Effect of toroidal rotation on the linear stability of drift-resistive-inertial ballooning modes

Abstract

The two-fluid drift-resistive-inertial-ballooning mode model [Rafiq et al., Phys. Plasmas 17, 082511 (2010)] developed by Rafiq et al. has been improved with the inclusion of the effects of local toroidal rotation and its shear. Linear fluid simulations have shown that the drift-resistive-inertial ballooning modes (DRIBMs) are destabilized by the toroidal rotation. It has been discovered that the effect of velocity shear on the DRIBMs strongly depends on the type of driving force. For the case of the density gradient driven DRIBMs, the modes can be stabilized by large velocity shear, while for the electron temperature gradient driven DRIBMs (ηe-driven DRIBMs), the velocity shear is shown to have a more effective stabilizing effect. However, in the situation of the ion temperature gradient driven DRIBMs (ηi-driven DRIBMs), the modes are further destabilized by the velocity shear.

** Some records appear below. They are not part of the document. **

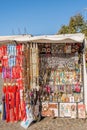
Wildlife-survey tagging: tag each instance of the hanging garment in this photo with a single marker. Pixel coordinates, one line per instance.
(4, 61)
(19, 60)
(12, 61)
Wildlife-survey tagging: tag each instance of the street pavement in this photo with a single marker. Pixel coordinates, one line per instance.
(49, 123)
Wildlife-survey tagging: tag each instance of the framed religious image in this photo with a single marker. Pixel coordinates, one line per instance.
(50, 109)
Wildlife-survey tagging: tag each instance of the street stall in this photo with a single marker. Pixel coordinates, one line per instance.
(61, 74)
(45, 74)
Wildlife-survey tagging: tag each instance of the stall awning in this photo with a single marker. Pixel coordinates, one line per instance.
(64, 38)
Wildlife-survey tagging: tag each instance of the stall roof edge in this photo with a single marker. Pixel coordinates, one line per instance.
(62, 38)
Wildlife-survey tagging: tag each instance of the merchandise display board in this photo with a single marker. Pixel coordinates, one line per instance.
(68, 110)
(49, 109)
(61, 71)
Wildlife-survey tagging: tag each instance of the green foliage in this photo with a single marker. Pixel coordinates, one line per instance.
(76, 24)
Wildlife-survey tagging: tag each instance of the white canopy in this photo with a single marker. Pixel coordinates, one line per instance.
(64, 38)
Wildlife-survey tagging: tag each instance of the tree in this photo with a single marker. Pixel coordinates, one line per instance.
(76, 24)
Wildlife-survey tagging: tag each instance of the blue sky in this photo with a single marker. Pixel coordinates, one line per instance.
(37, 17)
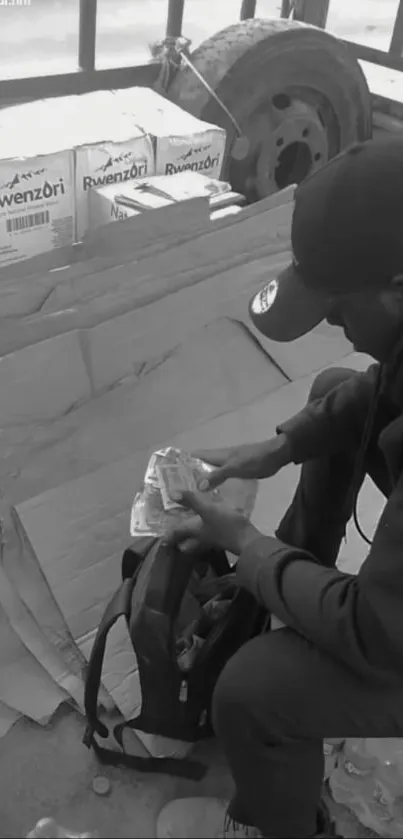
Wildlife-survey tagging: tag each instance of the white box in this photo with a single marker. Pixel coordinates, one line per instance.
(181, 142)
(37, 208)
(150, 194)
(123, 156)
(104, 208)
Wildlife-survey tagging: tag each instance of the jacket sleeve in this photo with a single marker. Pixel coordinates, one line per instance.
(333, 423)
(356, 619)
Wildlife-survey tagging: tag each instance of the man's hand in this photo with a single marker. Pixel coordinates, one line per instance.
(252, 460)
(214, 524)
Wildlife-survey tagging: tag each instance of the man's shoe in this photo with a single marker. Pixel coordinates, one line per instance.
(207, 818)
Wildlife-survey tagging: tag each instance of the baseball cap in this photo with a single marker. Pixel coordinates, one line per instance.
(347, 236)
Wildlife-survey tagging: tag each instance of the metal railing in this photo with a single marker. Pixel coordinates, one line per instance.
(88, 78)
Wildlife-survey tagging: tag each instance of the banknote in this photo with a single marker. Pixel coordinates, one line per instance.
(174, 479)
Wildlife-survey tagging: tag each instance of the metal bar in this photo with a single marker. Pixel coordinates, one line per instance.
(396, 43)
(314, 12)
(87, 35)
(44, 87)
(248, 9)
(175, 18)
(286, 9)
(374, 56)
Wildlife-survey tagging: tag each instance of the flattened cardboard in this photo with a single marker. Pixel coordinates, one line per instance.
(214, 371)
(25, 686)
(8, 717)
(270, 231)
(89, 520)
(43, 381)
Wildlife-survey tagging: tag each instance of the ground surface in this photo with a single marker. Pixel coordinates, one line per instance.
(49, 772)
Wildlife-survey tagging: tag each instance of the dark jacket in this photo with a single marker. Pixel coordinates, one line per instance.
(358, 619)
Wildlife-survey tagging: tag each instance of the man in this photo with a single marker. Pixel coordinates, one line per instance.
(336, 668)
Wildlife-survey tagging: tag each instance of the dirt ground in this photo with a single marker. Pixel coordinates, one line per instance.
(48, 772)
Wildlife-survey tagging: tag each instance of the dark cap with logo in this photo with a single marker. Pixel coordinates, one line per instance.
(347, 236)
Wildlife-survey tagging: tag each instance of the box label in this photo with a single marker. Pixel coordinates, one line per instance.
(36, 206)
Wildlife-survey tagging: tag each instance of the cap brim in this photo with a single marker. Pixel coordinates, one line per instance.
(286, 308)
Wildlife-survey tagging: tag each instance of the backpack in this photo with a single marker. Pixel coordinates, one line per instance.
(175, 702)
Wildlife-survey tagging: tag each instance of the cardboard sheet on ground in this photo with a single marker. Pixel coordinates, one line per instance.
(8, 717)
(25, 295)
(24, 625)
(24, 685)
(214, 372)
(79, 531)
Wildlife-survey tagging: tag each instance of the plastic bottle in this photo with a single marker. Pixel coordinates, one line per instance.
(49, 829)
(368, 779)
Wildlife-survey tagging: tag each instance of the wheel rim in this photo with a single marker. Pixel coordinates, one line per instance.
(291, 135)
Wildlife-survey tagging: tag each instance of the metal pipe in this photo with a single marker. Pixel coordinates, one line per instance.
(374, 56)
(314, 12)
(248, 9)
(286, 9)
(175, 18)
(396, 43)
(87, 35)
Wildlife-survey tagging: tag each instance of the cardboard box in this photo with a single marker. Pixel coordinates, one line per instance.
(124, 155)
(37, 208)
(180, 141)
(112, 203)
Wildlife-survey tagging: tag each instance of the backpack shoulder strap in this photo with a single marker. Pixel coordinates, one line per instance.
(179, 767)
(119, 606)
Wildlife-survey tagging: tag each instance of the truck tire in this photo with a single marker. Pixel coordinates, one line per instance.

The behaviors of DRIBMs driven by the coexistence of ion and electron temperature gradients are shown to be similar to the ηe-driven DRIBMs, suggesting that the electron temperature gradient is one kind of strong driving force for DRIBMs. Besides, the toroidal ion temperature gradient modes are shown to be destabilized by the rotation and the velocity shear.